NORTH POLE, Alaska (KXDF)- Flint Hills Resources Alaska and the State of Alaska announced, in February of this year, that they will be partnering with the City of North Pole to help fund an expansion of the piped public water system in North Pole.
This will provide sulfolane–free drinking water to residents impacted by releases of sulfolane from the former North Pole Refinery.
Julia Laude spoke with those involved about this new agreement.
Clean drinking water: it's something the residents of North Pole haven't had in their water system since 2009.
Sulfolane, from the former Flint Hills North Pole refinery, is an industrial solvent that was used in gasoline production, which was leaked in to the city's ground water.
During this time, residents have been provided with bottled water, tank water, or some residents have used a treatment system for their private well. Now the State of Alaska, Flint Hills and the City of North Pole are doing more to provide clean water for residents.
According to the Director of the Division of Spill Prevention and Response with the Department of Environmental Conservation, Kristin Ryan, this new water agreement is a settlement between the State of Alaska, Flint Hills and the City of North Pole to build a water system for all of the homes that are impacted by the solfolane contaminating plume in the ground water.

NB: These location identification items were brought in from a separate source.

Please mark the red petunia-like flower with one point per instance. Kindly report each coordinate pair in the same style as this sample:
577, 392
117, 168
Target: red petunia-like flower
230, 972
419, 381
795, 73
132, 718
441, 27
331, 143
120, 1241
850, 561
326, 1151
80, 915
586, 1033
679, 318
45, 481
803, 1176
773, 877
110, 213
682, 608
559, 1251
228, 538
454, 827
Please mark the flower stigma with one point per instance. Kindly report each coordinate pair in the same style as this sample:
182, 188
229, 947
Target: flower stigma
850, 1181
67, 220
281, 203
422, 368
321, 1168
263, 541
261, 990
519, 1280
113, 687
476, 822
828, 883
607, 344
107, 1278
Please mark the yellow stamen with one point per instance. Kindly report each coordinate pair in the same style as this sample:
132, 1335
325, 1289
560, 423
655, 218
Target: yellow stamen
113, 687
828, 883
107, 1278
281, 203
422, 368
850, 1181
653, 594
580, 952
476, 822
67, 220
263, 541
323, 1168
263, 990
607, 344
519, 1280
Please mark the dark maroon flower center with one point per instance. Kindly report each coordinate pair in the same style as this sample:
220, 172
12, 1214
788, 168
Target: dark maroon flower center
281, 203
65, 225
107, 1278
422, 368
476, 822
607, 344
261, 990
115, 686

Ryan adds that this new agreement doesn't mean cleaning up the current sulfolane, but the solvent will dissipate naturally.
For North Pole Mayor, Bryce Ward, he hopes this gives current and future residents security.
"The main concern that we have with the contamination is the impact in development and the to operating an existing property owners, so the expansion of the utility to the areas effected by sulfolane means that there's some security for those owners that are currently living there, and then also for folks that may be looking at development to that area in the future, that there is a clean source of water," said Ward.
The former owner of the North Pole Refinery, Williams Alaska Petroleum, didn't agree to terms in regards to this new agreement.
Ryan explains what will happen to the company.
"Now that the state of Alaska has settled with Flint Hills Resources, we're on the same team per say as we now pursue Williams in court. A trial is scheduled for May 30th to June 30th in Fairbanks, where we will be pursuing Williams to either do remediation or offset our costs associated with building this water system."
According to Ward, Flint Hills is an active part of this process and will be paying for the majority of expenses, which means there will be no construction fee for residents.
Expansion will begin in 2018 and is expected to be up and running in 2019.